La
costa de Málaga es una jungla de urbanizaciones y centros comerciales que
guarda sin embargo algún que otro paraíso. Entre el laberinto de salidas y
rotondas uno puede perderse hasta encontrar una cala inhabitada, un restaurante
exquisito, un comercio minúsculo y misterioso que combate con encanto y amabilidad
las campañas de Navidad de los grandes almacenes. Pero es indudable que estas
poblaciones, dado el poder adquisitivo de sus habitantes, pueden permitirse
algunos lujos, y si en Marbella encuentras cualquier cadena comercial o marca
que no siempre trabajan en las capitales andaluzas, en Estepona hay un zoo
sorprendente, Selwo Aventura, que te ofrece la posibilidad de pasar una jornada
familiar en plena naturaleza: una selva, por decirlo así, dentro de otra selva.

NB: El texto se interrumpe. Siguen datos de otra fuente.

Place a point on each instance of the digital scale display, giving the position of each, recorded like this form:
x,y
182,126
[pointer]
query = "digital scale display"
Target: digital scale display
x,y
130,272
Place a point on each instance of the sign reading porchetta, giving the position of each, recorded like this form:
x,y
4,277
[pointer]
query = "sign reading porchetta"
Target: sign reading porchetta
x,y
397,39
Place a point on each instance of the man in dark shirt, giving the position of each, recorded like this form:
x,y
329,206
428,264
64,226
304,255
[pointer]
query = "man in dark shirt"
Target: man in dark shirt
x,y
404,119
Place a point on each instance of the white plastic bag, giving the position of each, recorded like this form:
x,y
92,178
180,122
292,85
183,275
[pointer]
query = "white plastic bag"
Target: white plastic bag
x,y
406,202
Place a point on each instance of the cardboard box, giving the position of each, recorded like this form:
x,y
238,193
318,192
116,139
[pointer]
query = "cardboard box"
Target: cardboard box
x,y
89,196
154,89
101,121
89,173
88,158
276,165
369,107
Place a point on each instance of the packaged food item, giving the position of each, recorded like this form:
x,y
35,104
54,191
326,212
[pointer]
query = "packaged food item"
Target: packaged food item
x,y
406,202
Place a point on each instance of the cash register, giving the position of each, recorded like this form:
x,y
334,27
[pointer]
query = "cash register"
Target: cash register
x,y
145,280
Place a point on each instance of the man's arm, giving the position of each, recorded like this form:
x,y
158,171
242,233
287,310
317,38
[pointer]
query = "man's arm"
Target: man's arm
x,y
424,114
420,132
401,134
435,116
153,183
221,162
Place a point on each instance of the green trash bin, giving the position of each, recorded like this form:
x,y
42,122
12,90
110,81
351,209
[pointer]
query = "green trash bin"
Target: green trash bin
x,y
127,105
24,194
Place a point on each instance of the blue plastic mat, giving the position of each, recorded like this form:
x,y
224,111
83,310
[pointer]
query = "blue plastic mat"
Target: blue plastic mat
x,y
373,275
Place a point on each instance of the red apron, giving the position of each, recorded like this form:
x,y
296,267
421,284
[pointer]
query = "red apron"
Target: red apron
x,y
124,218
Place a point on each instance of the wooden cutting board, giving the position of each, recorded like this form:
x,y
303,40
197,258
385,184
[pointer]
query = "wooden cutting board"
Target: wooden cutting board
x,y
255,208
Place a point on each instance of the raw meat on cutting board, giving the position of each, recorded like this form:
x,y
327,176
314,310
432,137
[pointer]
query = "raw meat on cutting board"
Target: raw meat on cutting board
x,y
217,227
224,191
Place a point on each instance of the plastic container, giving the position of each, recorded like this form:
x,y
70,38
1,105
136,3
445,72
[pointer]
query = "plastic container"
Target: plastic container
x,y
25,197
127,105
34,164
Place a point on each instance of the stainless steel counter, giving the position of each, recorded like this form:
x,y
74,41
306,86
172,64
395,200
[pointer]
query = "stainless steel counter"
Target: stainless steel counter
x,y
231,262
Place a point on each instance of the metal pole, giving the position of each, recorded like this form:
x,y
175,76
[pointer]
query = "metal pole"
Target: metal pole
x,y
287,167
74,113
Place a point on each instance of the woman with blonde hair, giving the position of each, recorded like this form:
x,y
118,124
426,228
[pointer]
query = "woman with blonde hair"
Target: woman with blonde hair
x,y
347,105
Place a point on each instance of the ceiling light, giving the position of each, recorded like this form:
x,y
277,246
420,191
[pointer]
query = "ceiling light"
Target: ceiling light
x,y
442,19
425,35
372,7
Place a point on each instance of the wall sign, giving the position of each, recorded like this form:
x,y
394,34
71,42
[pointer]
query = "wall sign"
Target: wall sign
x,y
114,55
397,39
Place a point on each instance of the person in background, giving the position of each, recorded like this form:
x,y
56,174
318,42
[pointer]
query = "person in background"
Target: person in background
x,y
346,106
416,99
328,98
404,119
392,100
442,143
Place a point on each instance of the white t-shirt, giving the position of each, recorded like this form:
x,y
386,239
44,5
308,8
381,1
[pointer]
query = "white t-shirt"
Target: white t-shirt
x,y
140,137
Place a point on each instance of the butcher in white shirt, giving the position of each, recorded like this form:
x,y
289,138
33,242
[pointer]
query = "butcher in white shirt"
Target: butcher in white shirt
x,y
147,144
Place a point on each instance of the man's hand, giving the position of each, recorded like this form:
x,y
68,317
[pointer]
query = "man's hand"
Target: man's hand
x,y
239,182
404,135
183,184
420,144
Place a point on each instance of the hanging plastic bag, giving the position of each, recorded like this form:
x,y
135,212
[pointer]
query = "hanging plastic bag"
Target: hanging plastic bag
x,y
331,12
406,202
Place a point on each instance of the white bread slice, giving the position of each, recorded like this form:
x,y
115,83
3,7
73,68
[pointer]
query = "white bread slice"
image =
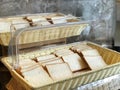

El primer acierto del parque es la ubicación, en un amplio espacio que se
adentra en el valle y la zona montañosa de la localidad, lo que permite reproducir
el hábitat de los animales.
Y
así, desde el llamado Pórtico de la Naturaleza hasta el Mirador de los
Rinocerontes, uno puede caminar varios kilómetros acompañado de guepardos,
caimanes, osos pandas rojos, primates, flamencos, hienas o lémures hasta el
Cañón de las Aves, donde entre nutrias y linces y bajo la mirada atenta de
miles de pájaros con ese sonido característico, bullicioso y atronador de
flautas, campanillas y sirenas, uno tiene la impresión de encontrarse en un
reducto concentrado del bosque mediterráneo. Contemplando esa mirada intensa de
las rapaces o los monos, piensas en filósofos que tratan de penetrar lo
absoluto y se preguntan, como tú, cómo es posible que, a pesar del avance del
mar de cemento, todavía pueda producirse aquí el milagro de la naturaleza.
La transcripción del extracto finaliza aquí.